A deep voice like a bell of dry cedar and iron then rumbled, “This is tarrable—How will I play speed skull now?”
And that voice was his, he realized in stunned disbelief as the wenches and wantons and even some cows—big queenly cows who had birthed orks now bucks and even bulls—crowded around. He had no idea that there were so many females. The wantons just watched from a distance when they played speed skull. Cows were rarely seen by the bucks. The females were approaching close like none other than Mother ever had.

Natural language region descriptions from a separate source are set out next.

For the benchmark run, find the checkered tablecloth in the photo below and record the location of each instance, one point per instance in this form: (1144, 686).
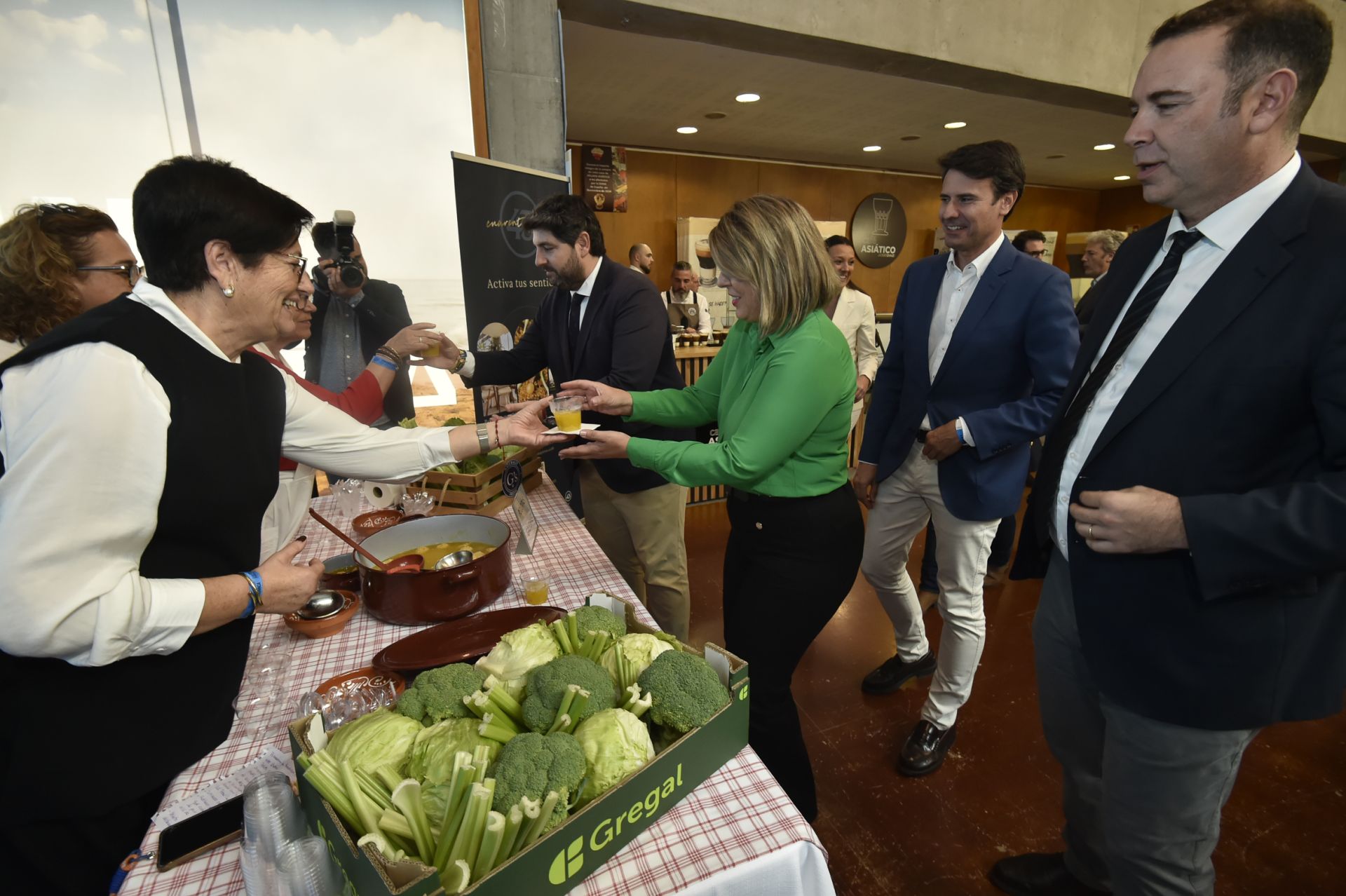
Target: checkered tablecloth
(738, 815)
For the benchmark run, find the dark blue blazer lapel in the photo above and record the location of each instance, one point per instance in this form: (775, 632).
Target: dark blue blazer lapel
(1240, 279)
(988, 288)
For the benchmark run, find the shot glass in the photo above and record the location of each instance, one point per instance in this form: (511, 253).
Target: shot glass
(567, 412)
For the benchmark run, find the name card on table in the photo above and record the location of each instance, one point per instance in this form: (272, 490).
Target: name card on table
(512, 483)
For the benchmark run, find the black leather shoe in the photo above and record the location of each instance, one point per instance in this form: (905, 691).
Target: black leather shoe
(1038, 875)
(925, 748)
(894, 673)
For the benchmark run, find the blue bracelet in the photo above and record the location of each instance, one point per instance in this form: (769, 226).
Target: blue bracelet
(253, 592)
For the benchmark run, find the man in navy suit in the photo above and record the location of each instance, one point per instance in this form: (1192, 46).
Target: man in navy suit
(1190, 506)
(981, 345)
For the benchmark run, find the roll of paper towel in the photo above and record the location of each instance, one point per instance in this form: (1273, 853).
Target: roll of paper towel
(381, 494)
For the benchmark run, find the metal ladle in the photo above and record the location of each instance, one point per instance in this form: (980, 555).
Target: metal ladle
(455, 559)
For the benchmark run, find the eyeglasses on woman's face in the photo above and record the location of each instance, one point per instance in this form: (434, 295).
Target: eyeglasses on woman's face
(128, 269)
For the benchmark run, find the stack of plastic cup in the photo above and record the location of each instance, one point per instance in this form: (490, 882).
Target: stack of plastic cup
(272, 820)
(307, 868)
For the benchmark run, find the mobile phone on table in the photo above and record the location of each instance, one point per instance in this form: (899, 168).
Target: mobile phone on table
(201, 833)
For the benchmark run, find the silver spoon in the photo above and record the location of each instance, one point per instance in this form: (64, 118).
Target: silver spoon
(455, 559)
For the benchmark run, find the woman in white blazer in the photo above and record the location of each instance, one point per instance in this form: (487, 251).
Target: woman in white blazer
(852, 313)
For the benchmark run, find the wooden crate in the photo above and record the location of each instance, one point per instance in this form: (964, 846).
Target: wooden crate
(480, 487)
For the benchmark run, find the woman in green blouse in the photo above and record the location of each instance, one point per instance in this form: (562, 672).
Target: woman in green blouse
(781, 392)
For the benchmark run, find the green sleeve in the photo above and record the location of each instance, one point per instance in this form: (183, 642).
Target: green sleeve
(693, 405)
(797, 392)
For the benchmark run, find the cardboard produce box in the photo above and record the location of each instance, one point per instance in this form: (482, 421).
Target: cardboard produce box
(579, 846)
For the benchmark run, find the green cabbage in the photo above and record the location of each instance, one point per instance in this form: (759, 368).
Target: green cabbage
(381, 738)
(639, 650)
(431, 759)
(519, 651)
(616, 745)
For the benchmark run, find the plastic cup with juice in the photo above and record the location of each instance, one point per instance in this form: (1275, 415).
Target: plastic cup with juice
(535, 591)
(567, 412)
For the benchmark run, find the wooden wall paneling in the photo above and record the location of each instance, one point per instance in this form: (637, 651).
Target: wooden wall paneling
(707, 187)
(1126, 209)
(807, 186)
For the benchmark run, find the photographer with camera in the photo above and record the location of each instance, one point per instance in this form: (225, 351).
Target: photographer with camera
(355, 315)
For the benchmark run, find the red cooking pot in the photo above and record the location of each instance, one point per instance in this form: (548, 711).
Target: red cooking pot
(428, 597)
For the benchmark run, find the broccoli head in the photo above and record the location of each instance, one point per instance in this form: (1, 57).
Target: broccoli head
(437, 693)
(550, 692)
(684, 691)
(598, 619)
(533, 764)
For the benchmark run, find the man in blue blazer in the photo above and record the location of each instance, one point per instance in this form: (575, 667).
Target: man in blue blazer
(981, 345)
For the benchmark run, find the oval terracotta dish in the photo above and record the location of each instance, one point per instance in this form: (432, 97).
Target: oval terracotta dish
(327, 626)
(435, 595)
(353, 681)
(461, 639)
(367, 525)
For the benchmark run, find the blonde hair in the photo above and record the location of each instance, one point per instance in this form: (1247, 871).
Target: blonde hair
(773, 244)
(39, 250)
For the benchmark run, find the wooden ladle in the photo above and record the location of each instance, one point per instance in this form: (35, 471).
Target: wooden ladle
(408, 564)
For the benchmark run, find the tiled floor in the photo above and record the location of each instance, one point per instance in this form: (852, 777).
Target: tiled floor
(998, 794)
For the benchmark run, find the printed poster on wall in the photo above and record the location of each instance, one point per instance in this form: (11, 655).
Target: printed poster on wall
(503, 288)
(604, 178)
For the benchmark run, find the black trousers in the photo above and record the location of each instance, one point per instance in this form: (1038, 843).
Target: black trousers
(76, 856)
(789, 564)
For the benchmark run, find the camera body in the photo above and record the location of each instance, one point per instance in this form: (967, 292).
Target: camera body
(344, 228)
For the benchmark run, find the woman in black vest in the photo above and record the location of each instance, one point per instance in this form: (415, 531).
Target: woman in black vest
(131, 579)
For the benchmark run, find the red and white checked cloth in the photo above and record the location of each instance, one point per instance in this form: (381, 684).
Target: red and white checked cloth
(737, 815)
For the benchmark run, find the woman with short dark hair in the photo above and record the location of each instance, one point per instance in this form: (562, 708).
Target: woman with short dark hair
(55, 263)
(140, 446)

Then a big, heavy, ruined hand, the hand of Brand, fell to his shoulder and blood oozed down over Haft's hide vest from the now ashen hand of the Bull Ork, who spoke, “Ye done good, Haft. But you done dancin' da ax caper en prancin' da skull downpit—ledz see ye leap and lunge wit dem balls trippin' ye up!”
The other Bulls and the rest of the chiefs gathered around him and pushed their way through the crowd of females to the Mating Tree where Mamma Cow squatted in the doorway, eye brows braided, fangs adorned with red paint, pendulous breasts swaying near to the ground.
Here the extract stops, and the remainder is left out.